The linebacker unit relied on their athleticism much of the night. They were able to chase down some of the outside runs, but the Gamecocks were able to get the edge too much. Run support in the middle was hit-or-miss in the second half as well. Most importantly was their pass defense. Carolina running backs were able to take swing passes for first downs on several occasions. This is another area where I think lack of depth contributed to a tired unit late in the game. It was really just an average game for the linebackers.
Defensive Backs: C+
While Perry Orth was just barely over 50% completion rate, he threw for three touchdowns and 233 yards against the Tennessee defense. Those are numbers the Tennessee secondary shouldn’t give up to Perry Orth, especially after a solid performance last week against Patrick Towles. Orth wasn’t necessarily slinging it; Carolina’s success was really the result of the receivers getting open and getting separation. Carolina averaged over eleven yards per reception. And Brian Randolph’s targeting penalty in the first half was an egregious error on his part, especially since the Vols were already without Emmanuel Moseley for the first half.
Special Teams: A
Aaron Medley was 1-for-1 on field goals, Cameron Sutton had two good punt returns to change field position, the kickoff return game was strong again, and all the coverage teams played very well. While nothing compared to last week’s two touchdown game, another solid performance from easily the most consistent phase of the Tennessee team this season.

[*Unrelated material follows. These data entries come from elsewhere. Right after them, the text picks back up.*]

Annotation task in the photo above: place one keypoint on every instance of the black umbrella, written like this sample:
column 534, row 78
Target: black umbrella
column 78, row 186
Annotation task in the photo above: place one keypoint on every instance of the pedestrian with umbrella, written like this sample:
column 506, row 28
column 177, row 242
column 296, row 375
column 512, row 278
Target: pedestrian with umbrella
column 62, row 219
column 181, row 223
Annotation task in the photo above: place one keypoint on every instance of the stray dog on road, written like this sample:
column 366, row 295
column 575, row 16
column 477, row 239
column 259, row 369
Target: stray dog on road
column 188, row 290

The players didn’t execute at their best tonight, but tonight’s game shows a pattern. This is the fourth game this season where Tennessee has had a strong first half and blown a lead late in the game. It almost seems as the game planning is great but the in-game adjustments aren’t very effective. Clock management was fine, except for one inexplicable timeout with South Carolina not even set and two seconds remaining on the play clock. Fans can gripe about the play calling, but it’s not as bad as it seems. The constant inside running and sweeps are partly because of the system and partly because of philosophy. Continuing to establish that inside run game is an investment that has paid off in previous games, but not tonight. This wasn’t the best called game and like everything else it was wildly inconsistent. But it was good enough to win.
And that’s the story of the night: inconsistent but good enough to win. That was the minimum expectation coming into this season. Many had hoped for wins against Florida and Oklahoma, and that didn’t occur. But what had to happen was Tennessee beating teams in the East not named Florida and Georgia. Tennessee will win next week against North Texas, one of the worst teams in FBS. If they can win against Missouri and Vanderbilt – games they’ll be heavily favored in – they’ll finish second in the East and get into a decent bowl. But to finish strong, they must find some consistency across the board.